The London Calling cocktail is a favourite with bartenders — but when was it really invented?

The London Calling cocktail: a modern classic created in... the 1930s?

Ask your bartender what's in a Barbara West Cocktail, and chances are they'll give you a shrug of the shoulders. They've probably never heard of it.

But ask the same bartender for a London Calling cocktail and — provided you're in the right place for this sort of thing — you'll see them pour gin, dry sherry, lemon juice, a little sugar syrup, and orange bitters into a mixing tin. They'll shake it up with ice, and serve it in a nice little cocktail glass — you may even get a grapefruit twist to go with it.

If you ask the bartender more about the drink, they might tell you that the London Calling cocktail was invented by a bartender called Chris Jepson at Milk & Honey in London in 2002; they might also share that it was on every Milk & Honey menu after that. The bartender might say it's one of their favourites.

And that would all be correct and true. But if the bartender told you that, then they could have told you what's in a Barbara West Cocktail, too.

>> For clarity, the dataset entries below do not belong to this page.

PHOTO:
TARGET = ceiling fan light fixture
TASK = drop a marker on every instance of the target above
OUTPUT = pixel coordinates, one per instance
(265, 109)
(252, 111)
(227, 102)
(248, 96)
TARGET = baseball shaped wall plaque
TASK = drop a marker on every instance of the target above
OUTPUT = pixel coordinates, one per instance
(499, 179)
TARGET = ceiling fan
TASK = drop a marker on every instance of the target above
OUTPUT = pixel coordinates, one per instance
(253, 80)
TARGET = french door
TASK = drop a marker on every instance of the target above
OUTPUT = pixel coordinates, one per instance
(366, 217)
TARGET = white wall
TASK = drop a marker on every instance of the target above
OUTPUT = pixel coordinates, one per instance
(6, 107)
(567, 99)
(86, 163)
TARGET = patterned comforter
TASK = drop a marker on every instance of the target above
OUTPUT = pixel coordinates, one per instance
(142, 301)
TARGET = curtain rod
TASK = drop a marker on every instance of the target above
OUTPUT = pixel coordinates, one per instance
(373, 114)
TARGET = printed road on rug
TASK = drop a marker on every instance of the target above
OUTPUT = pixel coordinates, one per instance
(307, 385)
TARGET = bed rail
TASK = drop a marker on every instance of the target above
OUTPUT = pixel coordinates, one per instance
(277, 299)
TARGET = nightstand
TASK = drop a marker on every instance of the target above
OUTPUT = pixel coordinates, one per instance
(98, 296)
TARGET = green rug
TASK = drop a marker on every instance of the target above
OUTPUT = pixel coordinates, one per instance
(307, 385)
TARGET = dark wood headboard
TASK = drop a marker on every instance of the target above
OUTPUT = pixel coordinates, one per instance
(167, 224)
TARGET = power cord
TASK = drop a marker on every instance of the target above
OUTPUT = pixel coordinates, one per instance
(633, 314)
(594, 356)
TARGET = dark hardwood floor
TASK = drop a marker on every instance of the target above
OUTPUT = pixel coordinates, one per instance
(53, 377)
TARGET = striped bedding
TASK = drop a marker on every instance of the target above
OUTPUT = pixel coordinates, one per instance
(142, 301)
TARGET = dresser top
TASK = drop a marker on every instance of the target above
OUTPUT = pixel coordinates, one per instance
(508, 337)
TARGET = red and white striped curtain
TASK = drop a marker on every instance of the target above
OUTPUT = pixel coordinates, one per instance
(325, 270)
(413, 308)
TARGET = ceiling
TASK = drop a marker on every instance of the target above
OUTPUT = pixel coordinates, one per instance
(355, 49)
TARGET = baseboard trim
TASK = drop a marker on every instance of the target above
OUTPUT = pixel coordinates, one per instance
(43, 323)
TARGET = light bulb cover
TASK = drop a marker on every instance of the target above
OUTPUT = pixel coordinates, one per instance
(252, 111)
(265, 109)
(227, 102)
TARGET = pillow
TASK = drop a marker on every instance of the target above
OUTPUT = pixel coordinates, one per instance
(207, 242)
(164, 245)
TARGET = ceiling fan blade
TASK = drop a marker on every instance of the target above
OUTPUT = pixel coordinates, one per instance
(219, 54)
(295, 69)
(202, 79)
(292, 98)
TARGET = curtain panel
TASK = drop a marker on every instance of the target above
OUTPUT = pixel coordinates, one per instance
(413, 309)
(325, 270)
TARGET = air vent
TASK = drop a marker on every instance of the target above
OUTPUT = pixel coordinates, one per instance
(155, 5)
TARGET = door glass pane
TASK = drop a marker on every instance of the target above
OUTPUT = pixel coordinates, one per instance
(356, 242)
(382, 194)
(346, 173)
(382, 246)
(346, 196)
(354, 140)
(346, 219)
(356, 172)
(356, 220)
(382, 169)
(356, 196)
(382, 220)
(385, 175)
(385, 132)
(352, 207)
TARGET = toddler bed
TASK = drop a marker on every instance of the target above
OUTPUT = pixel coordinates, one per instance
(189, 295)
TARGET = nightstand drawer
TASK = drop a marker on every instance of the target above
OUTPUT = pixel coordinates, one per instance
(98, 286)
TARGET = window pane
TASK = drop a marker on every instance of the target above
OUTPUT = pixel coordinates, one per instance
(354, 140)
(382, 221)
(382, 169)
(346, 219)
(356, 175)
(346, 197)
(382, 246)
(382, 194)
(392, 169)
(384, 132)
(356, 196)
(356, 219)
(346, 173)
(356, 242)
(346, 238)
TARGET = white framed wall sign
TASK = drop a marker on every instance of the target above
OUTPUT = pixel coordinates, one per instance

Because, though the proportions differ, the Barbara West Cocktail is built using the same ingredients as the London Calling — and it dates to the 1930s, according to Ted Haigh's 2004 book Vintage Cocktails & Forgotten Spirits. Jepson's drink calls for orange bitters instead of Angostura bitters, and adds a lick of sugar to sweeten things up — and it's an altogether better drink. Jepson's drink is the superior beverage of the two, and that goes a long way to explaining why it has become a modern classic, and the Barbara West is best forgotten.

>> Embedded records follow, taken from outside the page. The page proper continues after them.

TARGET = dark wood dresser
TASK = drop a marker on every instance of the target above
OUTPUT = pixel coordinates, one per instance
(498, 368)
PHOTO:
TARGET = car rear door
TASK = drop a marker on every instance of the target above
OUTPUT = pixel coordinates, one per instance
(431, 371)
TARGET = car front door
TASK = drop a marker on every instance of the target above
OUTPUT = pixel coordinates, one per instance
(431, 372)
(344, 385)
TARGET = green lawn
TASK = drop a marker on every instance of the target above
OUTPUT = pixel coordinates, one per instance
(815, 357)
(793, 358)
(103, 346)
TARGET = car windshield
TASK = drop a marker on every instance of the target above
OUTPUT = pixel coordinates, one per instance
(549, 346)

That little nugget of information — stored somewhere in the depths of my memory — came from a conversation with Brisbane-based bartender Kal Moore a few years back; a tip of the hat to him for the knowledge. It came to mind while tasting the drink over the last few days and trying to nail down the recipe I liked most.

Because there's more than a few tweaks to the spec out there. Some tend toward the drier side, with more lemon juice in the mix; some lean a little more on the gin. I've tasted some great versions of the drink in bars, and some not so great; to me — and this is personal preference — I don't like it when the gin sticks out too much, but others enjoy the presence of a proper navy strength gin.

I've also tried it served on a rock of good quality ice in a tumbler, with honey syrup in the place of sugar syrup, and you know what? It was delicious. That variation, too, has probably been done before, maybe just the other day, maybe back in the 1930s — who knows?

(In case it hasn't, I'm naming it the Calling Card Cocktail. There — I've claimed it.)

So don't get bogged down in the minutiae of who created what when. They're all variations on a theme. All that matters, really, is that you pays your money and you takes your choice.

The London Calling cocktail. Photo: Boothby
The London Calling cocktail. Photo: Boothby

London Calling cocktail
Ingredients

  • 45ml gin
  • 15ml fino sherry
  • 15ml lemon juice
  • 15ml sugar syrup
  • 2 dashes of orange bitters

Instructions

  1. Add all ingredients to a shaker and shake hard with ice.
  2. Strain into a chilled cocktail glass.
  3. Garnish with a grapefruit twist.